Un tribunal d’appel coupe de moitié la peine imposée à un agresseur sexuel

SAINT-JEAN, T.-N.-L. — Un tribunal d’appel a réduit considérablement la peine de cinq ans de prison imposée à un homme de 74 ans condamné pour attentat à la pudeur contre quatre jeunes filles, jugeant la peine indûment longue et sévère et la coupant de moitié.

Reginald O’Keefe purgera désormais 30 mois, moins le temps déjà passé en prison, pour attentat à la pudeur envers les jeunes filles, aujourd’hui adultes.

Dans la décision dévoilée lundi, la juge Lois Hoegg, de la Cour d’appel de Terre-Neuve-et-Labrador, souligne qu’il n’y a pas eu de relation sexuelle complète, mais que dans «certains cas, les filles ont été gardées captives et agressées dans des circonstances instillant une grande peur».

Les femmes se sont manifestées séparément en 2014 après avoir entendu que l’homme avait été condamné pour l’agression d’une fillette de trois ans, et qu’il avait été aussi condamné dans une autre affaire pour des appels téléphoniques harcelants et indécents.

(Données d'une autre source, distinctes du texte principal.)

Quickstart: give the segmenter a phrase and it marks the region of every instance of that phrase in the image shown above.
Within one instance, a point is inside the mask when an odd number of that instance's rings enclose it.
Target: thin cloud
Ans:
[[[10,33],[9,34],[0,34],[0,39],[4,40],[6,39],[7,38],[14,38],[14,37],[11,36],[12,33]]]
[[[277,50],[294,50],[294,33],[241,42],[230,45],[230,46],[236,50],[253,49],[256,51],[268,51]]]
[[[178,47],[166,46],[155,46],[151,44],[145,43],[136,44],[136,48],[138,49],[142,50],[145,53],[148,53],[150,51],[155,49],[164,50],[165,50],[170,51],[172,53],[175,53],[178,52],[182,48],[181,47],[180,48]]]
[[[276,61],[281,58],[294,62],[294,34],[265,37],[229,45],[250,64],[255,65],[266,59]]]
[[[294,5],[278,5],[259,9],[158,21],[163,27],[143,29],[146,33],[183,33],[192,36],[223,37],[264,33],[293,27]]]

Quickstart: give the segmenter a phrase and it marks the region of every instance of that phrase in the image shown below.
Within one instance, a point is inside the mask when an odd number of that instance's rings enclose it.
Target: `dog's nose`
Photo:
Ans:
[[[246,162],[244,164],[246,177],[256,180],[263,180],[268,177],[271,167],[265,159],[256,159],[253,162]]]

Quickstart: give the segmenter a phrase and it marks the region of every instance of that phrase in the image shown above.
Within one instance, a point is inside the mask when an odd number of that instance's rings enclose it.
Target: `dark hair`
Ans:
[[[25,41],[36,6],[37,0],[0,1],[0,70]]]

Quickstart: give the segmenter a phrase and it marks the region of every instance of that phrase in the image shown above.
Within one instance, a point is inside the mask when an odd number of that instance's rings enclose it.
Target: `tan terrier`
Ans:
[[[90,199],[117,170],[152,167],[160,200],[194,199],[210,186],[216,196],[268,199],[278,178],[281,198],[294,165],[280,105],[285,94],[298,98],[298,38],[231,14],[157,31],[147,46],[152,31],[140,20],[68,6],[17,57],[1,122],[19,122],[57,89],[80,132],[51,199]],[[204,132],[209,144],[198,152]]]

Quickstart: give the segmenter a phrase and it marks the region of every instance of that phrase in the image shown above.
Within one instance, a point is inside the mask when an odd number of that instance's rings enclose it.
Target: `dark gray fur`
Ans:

Dans la plus récente cause, Reginald O’Keefe s’est présenté en cour avec une marchette. Il a été condamné en septembre 2016 sous six chefs d’attentat à la pudeur — incluant trois chefs concernant une seule fille.

Le juge au procès avait infligé à l’accusé 10 mois pour chaque chef d’accusation, devant être purgés de façon consécutive. Toutefois, le tribunal d’appel a affirmé que cela faisait fi du «principe de totalité» des peines.

La décision explique que ce principe requiert d’«éviter l’excès de nature ou de durée dans l’infliction de peines consécutives».